National Restaurant Association Show 2011

2011.09.01

レストランなどの外食産業の関係者に日本食の素晴らしさを伝え、うま味に富んだ日本食材を米国料理に取り込んでいただくことを目的として、シカゴのMcCormick Placeにて開催されたNational Restaurant Association Show 2011に於いて、日本食レストラン海外普及推進機構主催のもとUmami Seminarが5月23日に催されました。

本セミナーでは、Food NetworkのプロデューサーJenna Zimmermanさんの司会のもと、UIC ニューヨーク支局が、「UMAMI:The Fifth Basic Taste & The Essence of Japanese Cuisine」と題して、世界で注目を集めるうま味、うま味の発見と歴史、うま味の科学、食品中のうま味成分、うま味の健康価値を説明し、うま味に関する正しい理解をしていただきました。
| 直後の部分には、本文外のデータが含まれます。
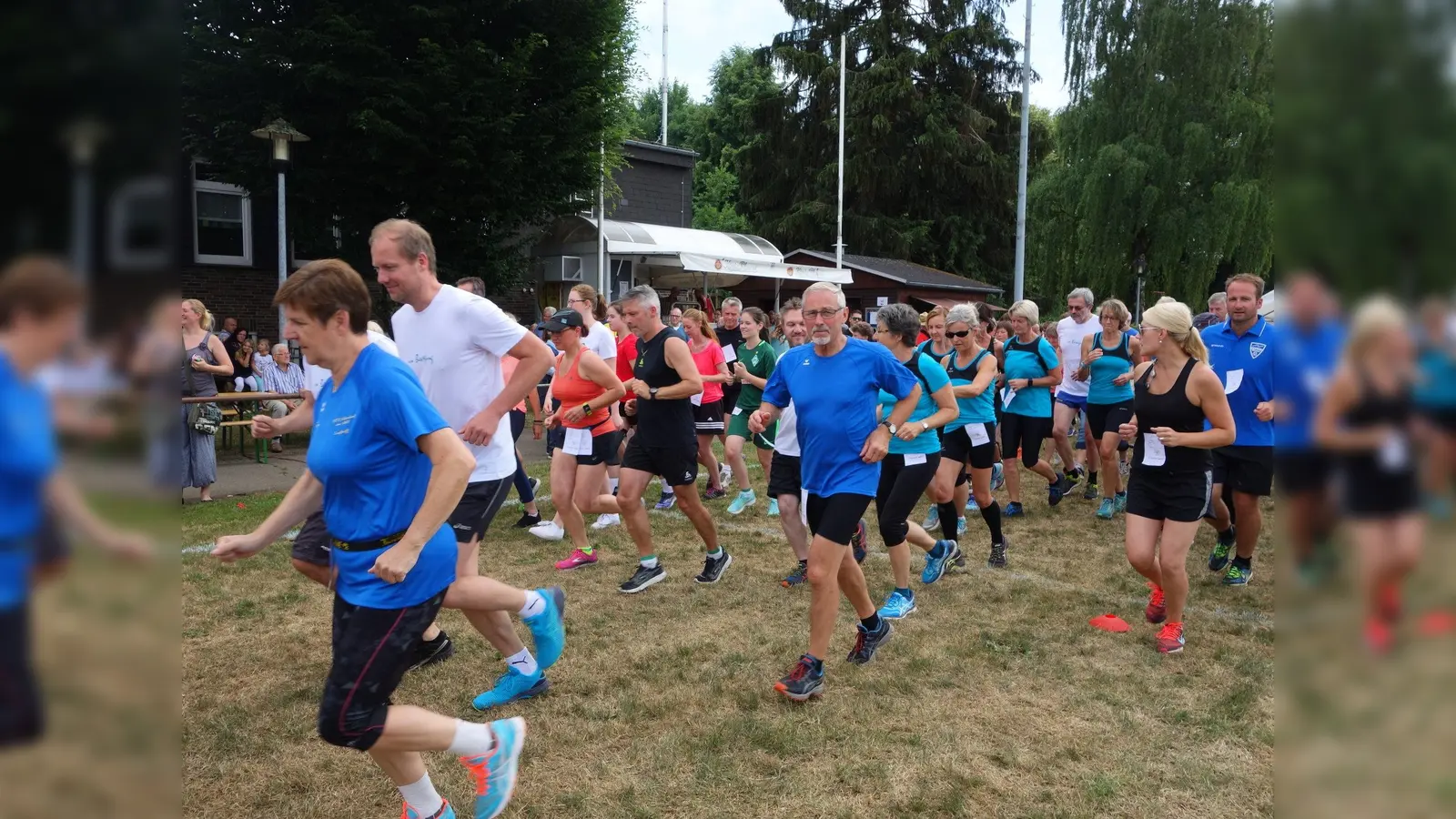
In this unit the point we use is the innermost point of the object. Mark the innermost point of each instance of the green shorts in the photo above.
(739, 426)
その後に、「Japanese Condiments and My Umami」と題して、Takashi RestaurantのTakashi Yagihashiシェフが、うま味に富み、他の4基本味が弱い日本のだしの試飲とともに日本食におけるだしとうま味の重要性をYagihashiシェフの経験を織り交ぜながら説明され、さらに「How to incorporate Umami in your recipe」と題して、Metropolitan Museum of Artの総料理長、Fred Saboシェフが、うま味を生かしたお料理の試食を通して、うま味は既に米国料理にいても重要な役割を果たしていること、如何にして米国料理にうま味のコンセプトとうま味に富んだ日本食材を取り込んでいくかの説明をしました。

講演当初は、東日本大震災の影響により日本食材が忌避されているのではないかと危惧していましたが、多くの聴衆が集まり、だしのとり方や日本食材の入手方法に関する質問が出るなど、震災後もうま味とうま味に富んだ日本食材が注目され続けていることがわかりました。同時に、うま味や日本食材の知識は浸透してきているものの、実際の使用にまではいたっていないこともわかり、この講演を通じてアメリカの外食産業関係の方々が、うま味に富んだ日本の調味料や食材を身近に感じ、各自のお料理に取り込んでくれることを期待しています。